Following T. S. Eliot's death in 1965, Valerie was his most important editor and literary executor, having brought to press The Waste Land: Facsimile and Manuscripts of the Original Drafts (1971) and The Letters of T. S. Eliot: Volume 1, 1898–1922 (1989). She assisted Christopher Ricks with his edition of The Inventions of the March Hare (1996), a volume of Eliot's unpublished verse. A long-delayed second volume of Eliot's letters was also edited by her.
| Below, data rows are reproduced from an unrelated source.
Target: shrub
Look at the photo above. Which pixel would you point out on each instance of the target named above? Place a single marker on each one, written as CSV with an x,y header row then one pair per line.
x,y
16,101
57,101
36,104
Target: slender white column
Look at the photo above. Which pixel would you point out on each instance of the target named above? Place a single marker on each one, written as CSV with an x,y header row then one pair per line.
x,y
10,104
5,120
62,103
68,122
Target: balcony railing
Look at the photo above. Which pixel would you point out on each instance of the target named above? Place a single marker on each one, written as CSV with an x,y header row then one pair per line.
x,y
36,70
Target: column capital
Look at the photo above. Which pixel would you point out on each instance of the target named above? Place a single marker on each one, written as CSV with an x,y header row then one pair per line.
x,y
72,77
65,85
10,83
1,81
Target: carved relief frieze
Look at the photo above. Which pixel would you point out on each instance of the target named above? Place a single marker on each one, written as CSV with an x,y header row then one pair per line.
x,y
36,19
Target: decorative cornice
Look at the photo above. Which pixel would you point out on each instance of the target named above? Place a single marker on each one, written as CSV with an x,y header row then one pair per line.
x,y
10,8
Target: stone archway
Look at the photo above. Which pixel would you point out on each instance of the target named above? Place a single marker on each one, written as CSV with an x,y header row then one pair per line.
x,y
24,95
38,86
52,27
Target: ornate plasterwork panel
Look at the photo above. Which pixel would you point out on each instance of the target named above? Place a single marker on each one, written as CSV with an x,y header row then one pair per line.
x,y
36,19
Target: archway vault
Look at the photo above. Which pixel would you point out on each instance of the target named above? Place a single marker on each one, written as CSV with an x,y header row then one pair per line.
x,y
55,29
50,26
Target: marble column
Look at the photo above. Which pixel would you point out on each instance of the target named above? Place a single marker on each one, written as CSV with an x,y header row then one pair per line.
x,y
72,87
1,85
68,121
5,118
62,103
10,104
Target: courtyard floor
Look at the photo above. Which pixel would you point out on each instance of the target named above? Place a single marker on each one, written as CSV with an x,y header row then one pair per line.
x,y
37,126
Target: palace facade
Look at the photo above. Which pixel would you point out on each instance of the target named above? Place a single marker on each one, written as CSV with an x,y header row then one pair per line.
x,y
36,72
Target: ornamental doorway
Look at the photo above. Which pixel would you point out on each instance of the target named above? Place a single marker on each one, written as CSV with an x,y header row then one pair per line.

One of Valerie Eliot's most lucrative decisions as executor was granting permission for a stage musical to be based on her husband's work Old Possum's Book of Practical Cats. This became the hit Andrew Lloyd Webber musical Cats. With her portion of the proceeds Valerie Eliot established "Old Possum's Practical Trust" – a literary registered charity – and funded the T. S. Eliot Prize, given annually and worth £25,000.

In 1972 she won the Rose Mary Crawshay Prize for The Waste Land: Facsimile and Manuscripts of the Original Drafts. At the 1983 Tony Awards, Valerie Eliot accepted her husband's posthumous Tony Award for Best Book of a Musical for Cats. The letters were shortlisted for the 1988 National Book Critics Circle Award for Biography.

In late 2009, the second volume of Eliot's letters was published. The third volume, edited by Valerie Eliot and John Haffenden, followed in July 2012.

Valerie Eliot died on 9 November 2012 at her home in London. She was 86 years old.

She was a godparent to the mathematician Marcus du Sautoy.